Participate in the N3C
Who can join, and why should they join?
Partnerships are welcome. Data provision and data access are open to all entities that execute the NCATS Data Transfer Agreement (DTA) (PDF - 139KB) and NCATS Data Use Agreement (DUA) (PDF -826KB), respectively. Contributing data is not required to access the data.
Provision of COVID-19 clinical data will allow researchers to better understand the presentation and course of the disease in different populations, including potential health impact over time, to identify best practices for patient care, and to design and prioritize clinical studies and trials.
See a list of institutions that have executed a DTA.
Researchers affiliated with organizations as well as citizen scientists can join the N3C. See an overview of the process for applying to access N3C COVID Enclave data.
What is the difference between the Data Transfer Agreement and the Data Use Agreement?
The Data Transfer Agreement (DTA) (PDF - 139KB) is a legal agreement between the contributing institution’s business official and NCATS that outlines how contributing institutions will transfer patient data to the N3C COVID Enclave.
The Data Use Agreement (DUA) (PDF - 826KB) is an umbrella agreement between the institution and NCATS that outlines the terms and conditions of how the institution’s users will access the patient data from the N3C COVID Enclave. The institution does not need to sign a DTA to sign a DUA.
What is expected of a participating institution interested in contributing data?
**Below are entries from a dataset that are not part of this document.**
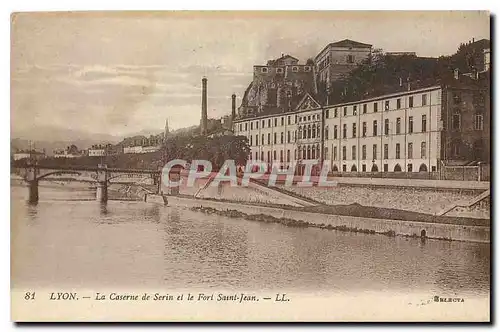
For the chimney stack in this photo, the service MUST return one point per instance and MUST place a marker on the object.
(233, 107)
(204, 115)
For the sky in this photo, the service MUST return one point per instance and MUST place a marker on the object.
(122, 73)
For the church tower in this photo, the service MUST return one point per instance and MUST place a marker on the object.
(166, 132)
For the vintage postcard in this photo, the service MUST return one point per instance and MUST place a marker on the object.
(250, 166)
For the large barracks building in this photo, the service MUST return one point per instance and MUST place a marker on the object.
(413, 129)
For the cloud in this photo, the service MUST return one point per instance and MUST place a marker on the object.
(118, 98)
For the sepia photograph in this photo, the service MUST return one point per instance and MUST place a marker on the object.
(250, 166)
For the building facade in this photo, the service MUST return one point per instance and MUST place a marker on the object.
(338, 59)
(409, 131)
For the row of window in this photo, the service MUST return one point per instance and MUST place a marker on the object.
(387, 126)
(295, 69)
(289, 138)
(309, 152)
(386, 155)
(313, 131)
(456, 123)
(374, 168)
(353, 110)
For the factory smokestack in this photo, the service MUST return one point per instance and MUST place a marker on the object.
(204, 116)
(233, 107)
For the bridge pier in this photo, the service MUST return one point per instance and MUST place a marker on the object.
(102, 184)
(32, 184)
(33, 191)
(102, 192)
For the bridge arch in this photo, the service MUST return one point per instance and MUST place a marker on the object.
(58, 173)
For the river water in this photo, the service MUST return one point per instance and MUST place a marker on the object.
(69, 240)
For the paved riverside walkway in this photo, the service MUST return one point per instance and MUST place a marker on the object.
(418, 183)
(388, 182)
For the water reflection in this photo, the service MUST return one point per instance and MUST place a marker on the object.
(103, 209)
(136, 243)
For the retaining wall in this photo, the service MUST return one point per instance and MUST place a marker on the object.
(408, 228)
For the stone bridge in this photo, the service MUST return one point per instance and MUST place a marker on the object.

NCATS has established a COVID-19 Data Transfer Agreement (DTA) (PDF - 139KB) that provides terms and conditions for data transfer and outlines the general terms of data use. Institutions sign the DTA, then work with NCATS to transfer a Limited Data Set relevant to COVID-19 in the institution’s preferred common data model (derived from electronic health records) to the NCATS N3C COVID Enclave, a centralized, secure, cloud-based data repository and investigational platform, on a recurring basis.
Note that if a Clinical and Translational Science Awards Program institution has multiple partners, it is likely that each institution will be required to sign a separate DTA, unless the hub can demonstrate that it has the legal authority to use data of the partner institution.
Is data access limited only to institutions that contributed data?
No; under an approved Data Use Agreement (DUA) with NCATS, anyone can access N3C COVID Enclave data after receiving approval for their Data Use Request (DUR). Learn more about DUAs and DURs. N3C users can include, but are not limited to, nonprofit or not-for-profit organizations; federal, state and local health departments; researchers from industry; and citizen scientists. Access is dependent on the level of data being requested; human subjects research ethics training and IRB approval may be needed. All approved users must agree to a code of conduct and take NIH IT security training.
Does an institution sign a Data Use Agreement for each research project conducted at that institution?
No. The Data Use Agreement (PDF - 826KB) is signed once by the institution’s authorized signatory and covers all users at the institution who will access data from the N3C COVID Enclave. Individual users, however, must submit project-specific Data Use Requests (DURs) that will be reviewed and approved by the Data Access Committee. For more information about DURs, see the Use the Data FAQs.
Can the formal agreements for using and contributing N3C COVID Enclave data be extended?
Yes. The initial data transfer, data use and data linkage agreements will begin to expire in 2025. Institutions may extend their agreements via amendment through Sept. 30, 2029. Researchers who access N3C COVID Enclave data will need to check that their parent organization has obtained an N3C data use agreement extension. Access the extension amendment forms from the Forms and Resources page.
About the Data
What types of data are contained within the NCATS N3C COVID Enclave?
The NCATS N3C COVID Enclave contains real world data from patients who were tested for COVID-19 or whose symptoms are consistent with COVID-19, as well as data from individuals infected with pathogens such as SARS 1, MERS and H1N1, which can support comparative studies. The data includes information such as demographics, symptoms, lab test results, procedures, medications, medical conditions, physical measurements and more. The NCATS N3C COVID Enclave is focused only on retrospective electronic health record data.
For a detailed list of the data N3C requests from participating institutions, download the N3C’s data dictionary (PDF - 439KB).
What levels of data are available for analysis?
There are 3 tiers of data available for analysis:
- Limited Data Set (LDS): Consists of patient data that retain the following protected health information —
- Dates of service
- Patient ZIP code
- De-identified Data Set: Consists of patient data from the LDS with the following changes —
- Dates of service are algorithmically shifted to protect patient privacy.
- Patient ZIP codes are truncated to the first three digits or removed entirely if the ZIP code represents fewer than 20,000 individuals.
- Synthetic Data Set: Consists of data that are computationally derived from the LDS and that resemble patient information statistically but are not actual patient data.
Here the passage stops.